According to paragraph 1,
The model building unit,
A dropout layer is placed after the convolutional layer, the activation function of all intermediate layers is a ReLU (Rectified Linear Unit) function, and the sigmoid function is applied to the output layer to determine the hyperparameters of the convolutional neural network (CNN) model. Classification model building device.
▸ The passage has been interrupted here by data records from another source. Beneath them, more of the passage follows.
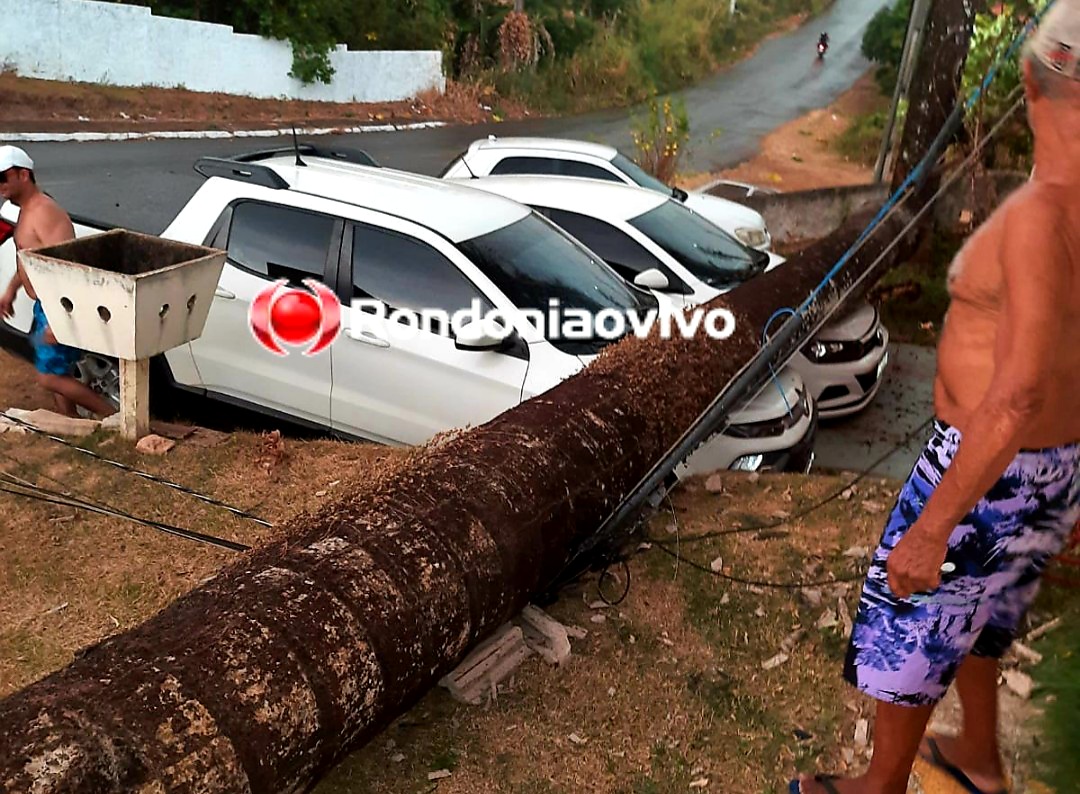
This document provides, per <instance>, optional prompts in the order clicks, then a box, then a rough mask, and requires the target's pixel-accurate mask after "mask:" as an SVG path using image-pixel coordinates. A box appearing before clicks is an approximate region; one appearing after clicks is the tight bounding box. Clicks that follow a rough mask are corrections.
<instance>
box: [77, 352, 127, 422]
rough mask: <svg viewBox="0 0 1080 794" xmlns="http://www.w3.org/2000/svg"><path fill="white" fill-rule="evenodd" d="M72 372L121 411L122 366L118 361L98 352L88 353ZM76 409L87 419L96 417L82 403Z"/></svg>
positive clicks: (78, 363) (81, 415)
mask: <svg viewBox="0 0 1080 794" xmlns="http://www.w3.org/2000/svg"><path fill="white" fill-rule="evenodd" d="M72 374H73V375H75V377H76V379H77V380H78V381H79V382H81V383H85V385H86V386H89V387H90V388H91V389H93V390H94V391H95V392H96V393H97V394H100V395H102V396H103V398H105V399H106V400H107V401H108V402H109V403H111V404H112V407H114V408H116V409H117V411H120V366H119V364H118V363H117V362H116V361H113V360H112V359H109V358H106V356H104V355H98V354H97V353H86V354H85V355H83V356H82V358H81V359H79V362H78V363H77V364H76V365H75V373H72ZM76 411H78V412H79V416H81V417H84V418H86V419H93V418H95V417H94V415H93V414H92V413H91V412H89V411H86V409H85V408H83V407H82V406H81V405H78V406H76Z"/></svg>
In the method of building a classification model using a classification model building device,
Building a database by collecting GC-MS data obtained through suspected arson cases,
Preprocessing the collected GC-MS data,
Creating a data set using the preprocessed GC-MS data and determining hyperparameters for building a plurality of classification models using the generated data set, and
A classification model construction method including the step of verifying the performance of extracting fire substances through the constructed plurality of classification models.

According to clause 10,
The step of building the database is,
The GC-MS data is classified and stored into multiple groups according to the substance that caused the fire,
The substance is,
A method for building a classification model that includes at least one of the following: fire accelerant, gasoline, kerosene, diesel, candle, and organic solvent.

According to clause 10,
The plurality of classification models are,
Methods for building classification models, including random forest (RF) models, support vector machine (SVM) models, and convolutional neural network (CNN) models.

According to clause 12,
If the classification model you want to learn is the random forest (RF) model and support vector machine (SVM) model,
The preprocessing step is,
A classification model construction method that extracts a plurality of peaks corresponding to chemical substances by analyzing the GC-MS data and calculates cosine similarity by comparing the extracted peaks with the reference peak.

According to clause 13,
The preprocessing step is,
A classification model construction method for extracting material information included in the GC-MS data when the calculated similarity is greater than the reference value.

According to clause 12,
If the classification model you want to learn is the convolutional neural network (CNN) model,
The preprocessing step is,
How to build a classification model that preprocesses GC-MS data using the following equation:

here, represents the standardized value of each element, represents each element of the matrix.

According to clause 10,
The step of determining the hyperparameters is,
A method of building a classification model that determines the hyperparameters of a random forest (RF) model using the number of estimators and the maximum depth of the model.

According to clause 10,
The step of determining the hyperparameters is,
A method of building a classification model that determines hyperparameters by using the Radial Basis Function (RBF) as the kernel of a support vector machine (SVM) model.

According to clause 10,
The step of determining the hyperparameters is,
A dropout layer is placed after the convolutional layer, the activation function of all intermediate layers is a ReLU (Rectified Linear Unit) function, and the sigmoid function is applied to the output layer to determine the hyperparameters of the convolutional neural network (CNN) model. How to build a classification model.